The Best Tool for Modeling Composite Beams

 

Frustrated having a slender structure with a cross section as complex as this? VABS can help you!  
 

Target Applications
 
  • Helicopter rotor blades
  • Wind turbine blades
  • Gas turbine blades
  • High aspect ratio wings
  • Wing section design
  • Composite bridges
  • Other general composite/smart beams/shafts/rods/columns/bars

 


    Introduction

     
    To use beam models such as  Euler-Bernoulli model, Timoshenko model, or Vlasov  model to analyze composite slender structures such as helicopter rotor blades, wind turbine blades, or composite bridges, engineers must be equipped with a general-purpose cross-sectional analysis tool to calculate sectional properties, including structural properties (tension center/neutral axis, centroid, elastic axis/shear center, shear correction factors, extensional/torsional/bending/ shearing stiffness, principal bending axes pitch angle, modulus weighted radius of gyration) and inertia properties (center of mass/ gravity, mass per unit span, mass moments of inertia, principal inertia axes pitch angle, mass weighted radius of gyration).
     
    Variational Asymptotical Beam Sectional Analysis (VABS), an efficient high-fidelity cross-sectional analysis originally developed at Georgia Tech and later significantly enhanced at Utah State University, is a unique tool capable of realistic modeling of initially curved and twisted anisotropic beams with arbitrary sectional topology and materials. Relative to 3D analyses, two to three orders of magnitude in computing time can be saved using VABS, with little loss of accuracy. The advantages of VABS over other technologies have been clearly demonstrated by virtue of its generality, accuracy, and efficiency. All US major helicopter companies and research labs have requested VABS. For example, Boeing has acquired VABS into its Common Structures Workstation.

     

    VABS is designed to model structures for which one dimension is much larger than the other two (i.e., a beam-like body), even if the structures are made of composite materials and have a complex internal structure. VABS implements a rigorous dimensional reduction: from a 3D elasticity description to a 1D continuum model.

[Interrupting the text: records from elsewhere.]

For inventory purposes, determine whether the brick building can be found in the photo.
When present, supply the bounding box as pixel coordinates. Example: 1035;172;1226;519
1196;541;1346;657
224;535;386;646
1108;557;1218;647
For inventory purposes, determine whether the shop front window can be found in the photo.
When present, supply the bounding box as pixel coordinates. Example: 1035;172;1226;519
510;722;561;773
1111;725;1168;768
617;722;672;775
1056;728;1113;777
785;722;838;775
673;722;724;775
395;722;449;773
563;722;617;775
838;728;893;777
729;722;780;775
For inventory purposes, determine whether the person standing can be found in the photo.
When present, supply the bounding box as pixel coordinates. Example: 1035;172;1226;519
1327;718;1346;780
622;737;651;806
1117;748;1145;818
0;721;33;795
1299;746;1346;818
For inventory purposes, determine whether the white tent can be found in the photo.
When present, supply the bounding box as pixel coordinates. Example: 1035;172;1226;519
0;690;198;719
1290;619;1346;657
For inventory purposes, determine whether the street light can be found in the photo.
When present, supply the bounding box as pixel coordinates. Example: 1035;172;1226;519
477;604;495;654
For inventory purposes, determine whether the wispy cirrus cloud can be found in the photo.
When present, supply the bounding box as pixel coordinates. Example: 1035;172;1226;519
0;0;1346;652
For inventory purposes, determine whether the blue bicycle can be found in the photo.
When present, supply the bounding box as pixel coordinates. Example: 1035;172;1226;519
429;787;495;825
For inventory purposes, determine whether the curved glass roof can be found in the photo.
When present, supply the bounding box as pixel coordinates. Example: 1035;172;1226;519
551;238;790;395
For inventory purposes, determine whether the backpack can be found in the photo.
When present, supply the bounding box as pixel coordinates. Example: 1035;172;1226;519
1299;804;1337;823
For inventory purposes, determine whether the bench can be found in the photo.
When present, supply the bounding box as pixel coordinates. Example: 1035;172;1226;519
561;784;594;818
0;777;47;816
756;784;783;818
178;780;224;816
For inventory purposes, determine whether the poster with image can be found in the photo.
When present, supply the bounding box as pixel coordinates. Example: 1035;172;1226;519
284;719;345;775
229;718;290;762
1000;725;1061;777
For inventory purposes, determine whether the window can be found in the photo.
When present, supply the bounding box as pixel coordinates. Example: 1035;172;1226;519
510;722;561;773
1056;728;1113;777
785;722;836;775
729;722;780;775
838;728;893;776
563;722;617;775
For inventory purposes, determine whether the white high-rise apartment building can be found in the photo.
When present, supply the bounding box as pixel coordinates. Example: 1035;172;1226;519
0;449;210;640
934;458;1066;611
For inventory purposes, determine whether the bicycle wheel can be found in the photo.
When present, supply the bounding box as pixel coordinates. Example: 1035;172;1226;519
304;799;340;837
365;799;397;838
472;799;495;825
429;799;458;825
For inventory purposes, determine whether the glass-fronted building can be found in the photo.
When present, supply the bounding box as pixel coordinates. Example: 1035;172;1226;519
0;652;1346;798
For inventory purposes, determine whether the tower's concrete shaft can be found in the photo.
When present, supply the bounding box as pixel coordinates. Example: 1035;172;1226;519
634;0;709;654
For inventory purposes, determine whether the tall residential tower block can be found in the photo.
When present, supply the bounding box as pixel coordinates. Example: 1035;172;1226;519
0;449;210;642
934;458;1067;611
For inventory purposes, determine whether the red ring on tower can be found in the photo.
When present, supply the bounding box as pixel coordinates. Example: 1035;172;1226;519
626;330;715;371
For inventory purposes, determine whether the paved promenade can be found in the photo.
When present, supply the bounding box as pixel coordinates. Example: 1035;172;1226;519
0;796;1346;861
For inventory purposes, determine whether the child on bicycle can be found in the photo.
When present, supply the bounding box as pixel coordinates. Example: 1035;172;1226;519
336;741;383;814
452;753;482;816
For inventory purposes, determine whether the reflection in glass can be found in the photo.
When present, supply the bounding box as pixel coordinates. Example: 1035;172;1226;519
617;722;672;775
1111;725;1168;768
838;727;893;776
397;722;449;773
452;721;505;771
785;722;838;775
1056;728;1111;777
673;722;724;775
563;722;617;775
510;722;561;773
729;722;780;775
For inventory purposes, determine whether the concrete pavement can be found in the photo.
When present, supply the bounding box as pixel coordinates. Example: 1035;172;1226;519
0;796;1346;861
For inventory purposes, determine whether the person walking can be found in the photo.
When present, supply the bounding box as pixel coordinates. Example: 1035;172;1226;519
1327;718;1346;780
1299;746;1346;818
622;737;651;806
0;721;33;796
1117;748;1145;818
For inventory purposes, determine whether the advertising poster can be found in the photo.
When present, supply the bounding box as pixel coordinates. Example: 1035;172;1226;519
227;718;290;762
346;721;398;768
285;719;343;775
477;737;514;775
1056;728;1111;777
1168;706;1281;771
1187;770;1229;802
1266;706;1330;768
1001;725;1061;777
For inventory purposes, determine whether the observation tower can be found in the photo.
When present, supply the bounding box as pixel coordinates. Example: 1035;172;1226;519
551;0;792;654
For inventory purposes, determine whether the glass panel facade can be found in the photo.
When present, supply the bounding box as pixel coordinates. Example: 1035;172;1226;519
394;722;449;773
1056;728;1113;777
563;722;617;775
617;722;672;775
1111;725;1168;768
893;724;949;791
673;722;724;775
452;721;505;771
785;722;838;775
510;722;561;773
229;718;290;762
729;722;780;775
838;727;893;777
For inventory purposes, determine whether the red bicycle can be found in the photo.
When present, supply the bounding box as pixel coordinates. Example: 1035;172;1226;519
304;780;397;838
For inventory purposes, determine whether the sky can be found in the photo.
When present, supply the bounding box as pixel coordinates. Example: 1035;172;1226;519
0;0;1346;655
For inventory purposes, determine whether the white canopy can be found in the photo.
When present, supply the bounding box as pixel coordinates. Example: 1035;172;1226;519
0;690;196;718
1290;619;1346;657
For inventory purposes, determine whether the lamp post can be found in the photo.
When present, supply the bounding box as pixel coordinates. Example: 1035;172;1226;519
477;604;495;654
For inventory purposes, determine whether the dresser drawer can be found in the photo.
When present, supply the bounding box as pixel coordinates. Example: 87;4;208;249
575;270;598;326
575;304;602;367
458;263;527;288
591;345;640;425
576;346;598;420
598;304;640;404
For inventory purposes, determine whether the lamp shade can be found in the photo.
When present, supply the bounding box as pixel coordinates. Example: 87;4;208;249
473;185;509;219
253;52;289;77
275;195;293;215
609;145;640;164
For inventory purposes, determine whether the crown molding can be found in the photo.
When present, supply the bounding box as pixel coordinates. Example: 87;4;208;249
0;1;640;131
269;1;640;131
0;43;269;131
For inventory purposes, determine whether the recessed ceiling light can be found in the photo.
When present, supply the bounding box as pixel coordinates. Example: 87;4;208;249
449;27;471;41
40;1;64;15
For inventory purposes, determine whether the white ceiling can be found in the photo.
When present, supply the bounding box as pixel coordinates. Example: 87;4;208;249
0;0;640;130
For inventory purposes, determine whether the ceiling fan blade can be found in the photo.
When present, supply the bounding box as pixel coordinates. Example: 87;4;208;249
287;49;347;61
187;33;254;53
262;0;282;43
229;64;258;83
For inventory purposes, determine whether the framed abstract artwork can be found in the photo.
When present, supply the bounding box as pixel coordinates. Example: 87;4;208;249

All the details of the cross-sectional geometry and material properties are included as inputs to calculate both structural and inertial coefficients. These properties can be directly imported into 1D beam analyses to predict the global behavior, which is necessary for predicting pointwise 3D distributions of displacement, strain and stress over the cross section by VABS. The details of VABS features and functionalities can be found in the accompanion user manual.
     
    After a period of continuous development spanning more than 20 years, VABS has reached a level of maturity; and its accuracy has been extensively verified by its developers and users. The performance and robustness of code have been continuously improved based on feedback from its users throughout the world.